The crater seems to have been a weak sort of material. It shows you why we need to do these experiments on real asteroids. Every experiment we do is a little bit surprising.

The impact of Hayabusa2 made a second type of science possible. After the impact, Hayabusa2 swung in for a final sampling maneuver inside the crater.

Once the cargo was delivered to Earth in December 2020, scientists could compare the exposed surface of the asteroid with its interior, which had been protected from space weathering for countless years.

DART will hit Didymos moonlet Dimorphos.

An artist's depiction of the crater left by the DART mission. The image is from the science office.

Next year, there will be another stunning departure. The Double Asteroid Redirection Test is going to be launched this fall. When DART arrives in the autumn of 2022, it will deploy a small cubesat and crash into a rock called Dimorphos.

The $330 million mission is NASA's first planetary defense mission and is designed to help scientists understand what would be necessary to divert an asteroid that appeared to be on a collision course with Earth. asteroids are fascinating scientific targets. The European Space Agency's Hera mission will study the crater later this decade after the dust has cleared, and DART doesn't carry any scientific instruments.

"That's one of the reasons that we're really excited about Hera as well, because you will be able to see that impact crater, which will tell you a lot about how this material is put together."

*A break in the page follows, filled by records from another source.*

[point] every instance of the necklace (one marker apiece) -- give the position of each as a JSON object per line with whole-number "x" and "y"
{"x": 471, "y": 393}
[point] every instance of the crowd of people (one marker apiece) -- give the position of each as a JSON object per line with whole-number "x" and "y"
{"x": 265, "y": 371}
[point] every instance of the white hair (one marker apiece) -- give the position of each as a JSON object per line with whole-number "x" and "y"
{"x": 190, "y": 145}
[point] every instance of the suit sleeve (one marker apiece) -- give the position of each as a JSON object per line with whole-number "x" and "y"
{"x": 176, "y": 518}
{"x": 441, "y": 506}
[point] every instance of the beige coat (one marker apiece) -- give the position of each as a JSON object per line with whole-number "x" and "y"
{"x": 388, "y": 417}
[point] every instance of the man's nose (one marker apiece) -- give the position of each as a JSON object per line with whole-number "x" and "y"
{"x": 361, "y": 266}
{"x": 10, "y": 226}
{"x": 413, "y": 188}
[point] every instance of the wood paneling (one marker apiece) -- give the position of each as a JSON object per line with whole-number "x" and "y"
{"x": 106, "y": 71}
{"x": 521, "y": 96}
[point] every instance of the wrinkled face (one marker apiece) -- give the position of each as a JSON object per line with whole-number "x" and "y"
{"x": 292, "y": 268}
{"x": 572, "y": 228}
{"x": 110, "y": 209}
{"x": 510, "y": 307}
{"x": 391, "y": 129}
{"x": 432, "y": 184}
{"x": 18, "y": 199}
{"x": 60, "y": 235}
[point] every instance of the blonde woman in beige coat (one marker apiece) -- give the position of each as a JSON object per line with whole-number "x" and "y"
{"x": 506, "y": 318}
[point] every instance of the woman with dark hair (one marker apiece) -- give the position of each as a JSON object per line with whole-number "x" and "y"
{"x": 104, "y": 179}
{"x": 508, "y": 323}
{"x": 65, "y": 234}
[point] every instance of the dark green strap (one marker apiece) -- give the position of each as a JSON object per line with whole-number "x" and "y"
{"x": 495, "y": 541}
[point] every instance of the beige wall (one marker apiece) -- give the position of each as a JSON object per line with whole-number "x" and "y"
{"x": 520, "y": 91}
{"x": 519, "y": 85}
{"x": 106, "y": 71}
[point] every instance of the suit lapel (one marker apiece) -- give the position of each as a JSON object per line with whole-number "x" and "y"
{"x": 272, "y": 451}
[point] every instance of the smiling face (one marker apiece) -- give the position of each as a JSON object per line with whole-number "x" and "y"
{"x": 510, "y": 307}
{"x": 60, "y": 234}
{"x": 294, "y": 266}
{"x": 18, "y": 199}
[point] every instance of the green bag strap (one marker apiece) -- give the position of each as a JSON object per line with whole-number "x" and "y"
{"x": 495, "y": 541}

The science observations will feed into the mission's planetary defense priorities since different structures of asteroids may respond differently.

The models that the impact group runs predict different craters depending on how strong the material is and how the boulders are distributed on the surface.

Scientists have been surprised by what asteroids look like. The Hayabusa2 and NASA's OSIRIS-REx asteroid-sampling missions showed scientists more rugged worlds than they expected. Scientists wonder if an asteroid as small as Dimorphos would follow that trend.

Is it more of a coherent piece of material, or is it just a pile of rubble? Chabot said. DART will destroy itself to answer the questions.